Given the rash of injuries, the Astros might best stockpile as many parts as possible using the options and roster spots to their advantage. In the case of pitchers, that might mean starting Brad Peacock on the DL, giving optionable players (e.g. Asher Wojciechowski, Dan Straily) at Fresno and handing the #5 starter job to Roberto Hernandez to start the season.
In the case of your 1B/DH trio, if Jonathan Singleton continues to hit, plant him at first base, and rotate Chris Carter and Evan Gattis between DH and LF. Not optimal, but buys some time to start the season.
Frankly, neither of those may actually happen. Here are the players most likely to be moved through trade before opening day.
Yes, his $4.175 million salary could be a factor in determining him as the odd man out. If Singleton sticks at 1B, Carter could bring back a significant bounty of players. Yes, players, plural. That would leave the Astros with plenty of room in the outfield to shuffle George Springer, Colby Rasmus, Jake Marisnick and others.
Because of his special status, the Astros will need to add him to the roster five days before spring training ends. Or release him. With the injury bug running around the majors, Hernandez’ stock will go up if he pitches well in the spring. Hernandez in Houston and Wojo, Peacock and Straily in Frenso to start the season provides depth. If he makes the team as the fifth starter, he can hold down the fort until one of the others returns and it provides further organizational depth in case one of the first four is injured. Best long-term move? Maybe not. Best short-term insurance. Yes.
Jake Marisnick/Robbie Grossman.
Yes, these guys do have some upside. They are not necessarily the entire package, but they will bring value to some teams either as a stop gap or replacement for a late spring injury. If Carter, Singleton and Gattis are all on the roster opening day, it’s possible both Marisnick and Grossman start the season in Fresno if they aren’t traded.
Could the Astros simply sell high? With Joe Thatcher and Kevin Chapman available (they’ve both pitched in four games thus far), could the Astros capitalize on Sipp’s best season and try to get a return? Possible, since lefties are always desirable. Likely? Probably not, since lefties are always desirable. Even in Houston.

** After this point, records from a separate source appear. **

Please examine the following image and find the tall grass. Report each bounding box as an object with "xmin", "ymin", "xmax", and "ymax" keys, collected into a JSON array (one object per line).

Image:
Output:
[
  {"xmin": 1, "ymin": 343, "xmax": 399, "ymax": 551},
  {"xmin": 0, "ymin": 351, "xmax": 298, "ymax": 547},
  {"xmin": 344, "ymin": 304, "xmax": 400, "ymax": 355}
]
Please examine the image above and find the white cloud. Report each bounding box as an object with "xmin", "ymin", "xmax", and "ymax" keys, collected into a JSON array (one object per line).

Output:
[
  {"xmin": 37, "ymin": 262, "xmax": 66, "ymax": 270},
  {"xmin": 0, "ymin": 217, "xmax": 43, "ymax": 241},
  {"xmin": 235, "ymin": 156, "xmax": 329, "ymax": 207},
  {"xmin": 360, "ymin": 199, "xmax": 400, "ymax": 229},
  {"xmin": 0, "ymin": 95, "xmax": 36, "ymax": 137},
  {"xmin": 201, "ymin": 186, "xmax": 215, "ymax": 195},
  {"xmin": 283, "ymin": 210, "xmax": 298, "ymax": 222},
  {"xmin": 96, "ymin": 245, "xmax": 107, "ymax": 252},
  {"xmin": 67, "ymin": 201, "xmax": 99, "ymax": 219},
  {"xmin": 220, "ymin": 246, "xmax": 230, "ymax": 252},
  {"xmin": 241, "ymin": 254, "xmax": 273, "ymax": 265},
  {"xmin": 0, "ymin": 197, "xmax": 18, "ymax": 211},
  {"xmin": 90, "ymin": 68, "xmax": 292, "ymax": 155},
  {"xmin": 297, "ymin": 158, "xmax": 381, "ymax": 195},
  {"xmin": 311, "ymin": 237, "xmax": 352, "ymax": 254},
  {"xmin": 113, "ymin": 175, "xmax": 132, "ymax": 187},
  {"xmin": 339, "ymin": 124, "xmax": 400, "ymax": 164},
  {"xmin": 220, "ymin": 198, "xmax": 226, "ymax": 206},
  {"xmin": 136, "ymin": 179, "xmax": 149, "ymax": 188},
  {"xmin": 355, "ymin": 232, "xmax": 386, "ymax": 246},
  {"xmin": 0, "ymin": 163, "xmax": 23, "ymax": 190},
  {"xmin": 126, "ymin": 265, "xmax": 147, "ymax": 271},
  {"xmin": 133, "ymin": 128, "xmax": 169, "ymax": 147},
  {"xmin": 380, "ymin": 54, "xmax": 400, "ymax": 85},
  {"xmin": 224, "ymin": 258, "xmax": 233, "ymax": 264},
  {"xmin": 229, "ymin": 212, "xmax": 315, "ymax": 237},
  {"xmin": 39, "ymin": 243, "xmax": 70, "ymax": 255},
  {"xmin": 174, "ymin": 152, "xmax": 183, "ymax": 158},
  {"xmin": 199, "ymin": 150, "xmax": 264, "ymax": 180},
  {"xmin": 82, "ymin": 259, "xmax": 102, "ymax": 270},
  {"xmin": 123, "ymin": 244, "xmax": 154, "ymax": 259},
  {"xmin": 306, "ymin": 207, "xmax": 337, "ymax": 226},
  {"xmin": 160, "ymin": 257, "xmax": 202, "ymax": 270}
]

You’ll note the Astros sent him packing to Fresno in the first group of cuts. No sense in letting him languish with the big club since it’s obvious he hasn’t made headway since his brief 2014 call up. Luhnow said he still believes in Santana, but you have to wonder if he won’t be playing in someone else’s park come April. Especially since he has what could be a valuable 40-man roster spot.

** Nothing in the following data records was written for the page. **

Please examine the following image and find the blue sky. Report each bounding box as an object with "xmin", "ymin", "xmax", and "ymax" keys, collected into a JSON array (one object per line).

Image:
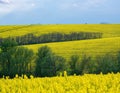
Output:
[{"xmin": 0, "ymin": 0, "xmax": 120, "ymax": 25}]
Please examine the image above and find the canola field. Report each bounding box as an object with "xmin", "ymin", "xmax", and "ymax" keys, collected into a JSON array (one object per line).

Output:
[
  {"xmin": 0, "ymin": 24, "xmax": 120, "ymax": 58},
  {"xmin": 0, "ymin": 24, "xmax": 120, "ymax": 38},
  {"xmin": 24, "ymin": 37, "xmax": 120, "ymax": 59},
  {"xmin": 0, "ymin": 73, "xmax": 120, "ymax": 93},
  {"xmin": 0, "ymin": 24, "xmax": 119, "ymax": 59},
  {"xmin": 0, "ymin": 24, "xmax": 120, "ymax": 93}
]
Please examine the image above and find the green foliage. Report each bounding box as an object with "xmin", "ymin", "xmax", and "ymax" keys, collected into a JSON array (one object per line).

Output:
[
  {"xmin": 0, "ymin": 39, "xmax": 34, "ymax": 77},
  {"xmin": 7, "ymin": 47, "xmax": 34, "ymax": 76},
  {"xmin": 0, "ymin": 41, "xmax": 120, "ymax": 77},
  {"xmin": 117, "ymin": 51, "xmax": 120, "ymax": 71},
  {"xmin": 69, "ymin": 55, "xmax": 80, "ymax": 75},
  {"xmin": 0, "ymin": 38, "xmax": 18, "ymax": 52},
  {"xmin": 69, "ymin": 52, "xmax": 120, "ymax": 75},
  {"xmin": 69, "ymin": 54, "xmax": 93, "ymax": 75},
  {"xmin": 78, "ymin": 54, "xmax": 91, "ymax": 74},
  {"xmin": 0, "ymin": 24, "xmax": 120, "ymax": 77},
  {"xmin": 0, "ymin": 39, "xmax": 18, "ymax": 76},
  {"xmin": 0, "ymin": 32, "xmax": 102, "ymax": 45},
  {"xmin": 53, "ymin": 56, "xmax": 68, "ymax": 76},
  {"xmin": 35, "ymin": 46, "xmax": 68, "ymax": 77},
  {"xmin": 35, "ymin": 46, "xmax": 53, "ymax": 77},
  {"xmin": 96, "ymin": 53, "xmax": 118, "ymax": 74}
]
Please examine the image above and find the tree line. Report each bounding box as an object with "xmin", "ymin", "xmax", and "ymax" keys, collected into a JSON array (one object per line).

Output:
[
  {"xmin": 0, "ymin": 32, "xmax": 102, "ymax": 45},
  {"xmin": 0, "ymin": 39, "xmax": 120, "ymax": 78}
]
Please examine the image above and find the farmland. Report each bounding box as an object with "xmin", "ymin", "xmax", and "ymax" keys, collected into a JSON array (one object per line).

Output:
[
  {"xmin": 24, "ymin": 37, "xmax": 120, "ymax": 59},
  {"xmin": 0, "ymin": 24, "xmax": 120, "ymax": 58},
  {"xmin": 0, "ymin": 73, "xmax": 120, "ymax": 93},
  {"xmin": 0, "ymin": 24, "xmax": 120, "ymax": 38},
  {"xmin": 0, "ymin": 24, "xmax": 120, "ymax": 67},
  {"xmin": 0, "ymin": 24, "xmax": 120, "ymax": 93}
]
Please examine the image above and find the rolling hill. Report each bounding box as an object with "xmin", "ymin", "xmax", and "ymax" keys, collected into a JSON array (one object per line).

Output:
[
  {"xmin": 0, "ymin": 24, "xmax": 120, "ymax": 59},
  {"xmin": 0, "ymin": 24, "xmax": 120, "ymax": 38},
  {"xmin": 24, "ymin": 37, "xmax": 120, "ymax": 59}
]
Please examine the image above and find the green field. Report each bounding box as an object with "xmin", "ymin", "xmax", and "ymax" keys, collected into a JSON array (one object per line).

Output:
[{"xmin": 0, "ymin": 24, "xmax": 120, "ymax": 38}]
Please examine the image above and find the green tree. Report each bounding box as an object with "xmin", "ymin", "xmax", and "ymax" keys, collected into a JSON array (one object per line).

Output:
[
  {"xmin": 0, "ymin": 39, "xmax": 18, "ymax": 76},
  {"xmin": 52, "ymin": 55, "xmax": 68, "ymax": 75},
  {"xmin": 117, "ymin": 51, "xmax": 120, "ymax": 71},
  {"xmin": 0, "ymin": 38, "xmax": 17, "ymax": 52},
  {"xmin": 35, "ymin": 46, "xmax": 68, "ymax": 77},
  {"xmin": 0, "ymin": 39, "xmax": 34, "ymax": 77},
  {"xmin": 96, "ymin": 53, "xmax": 118, "ymax": 74},
  {"xmin": 8, "ymin": 47, "xmax": 34, "ymax": 77},
  {"xmin": 69, "ymin": 55, "xmax": 79, "ymax": 75},
  {"xmin": 76, "ymin": 54, "xmax": 91, "ymax": 75}
]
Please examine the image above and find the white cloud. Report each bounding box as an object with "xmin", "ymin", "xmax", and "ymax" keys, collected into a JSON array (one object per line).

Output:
[
  {"xmin": 0, "ymin": 0, "xmax": 108, "ymax": 17},
  {"xmin": 0, "ymin": 0, "xmax": 11, "ymax": 4},
  {"xmin": 0, "ymin": 0, "xmax": 37, "ymax": 17}
]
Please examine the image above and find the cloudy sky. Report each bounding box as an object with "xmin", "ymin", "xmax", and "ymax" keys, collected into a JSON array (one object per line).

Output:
[{"xmin": 0, "ymin": 0, "xmax": 120, "ymax": 25}]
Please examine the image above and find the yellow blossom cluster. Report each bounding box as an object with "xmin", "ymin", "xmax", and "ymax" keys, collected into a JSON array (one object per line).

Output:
[{"xmin": 0, "ymin": 73, "xmax": 120, "ymax": 93}]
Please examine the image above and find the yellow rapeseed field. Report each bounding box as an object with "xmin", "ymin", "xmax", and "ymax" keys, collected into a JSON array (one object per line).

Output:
[
  {"xmin": 0, "ymin": 72, "xmax": 120, "ymax": 93},
  {"xmin": 1, "ymin": 24, "xmax": 120, "ymax": 58},
  {"xmin": 0, "ymin": 24, "xmax": 120, "ymax": 38},
  {"xmin": 24, "ymin": 37, "xmax": 120, "ymax": 59},
  {"xmin": 0, "ymin": 24, "xmax": 120, "ymax": 93}
]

Many wonder why Presley is on the roster already. However, he obviously has value and would fit nicely as a #4 or #5 for some teams. Package him with another surplus (e.g. Santana, Hernandez, Matt Dominguez) and your return could be anywhere from low minors to AAA spare parts of another team.
While the Astros may shuffle the roster somewhat, it will probably not be a necessity unless a trade is made or the team acquires someone off waivers in the coming days or weeks. Only a couple of non roster invitees (Hernandez, Joe Thatcher) may warrant adding to the roster. Others are already ticketed — or will soon be — for other teams or the waiver wire.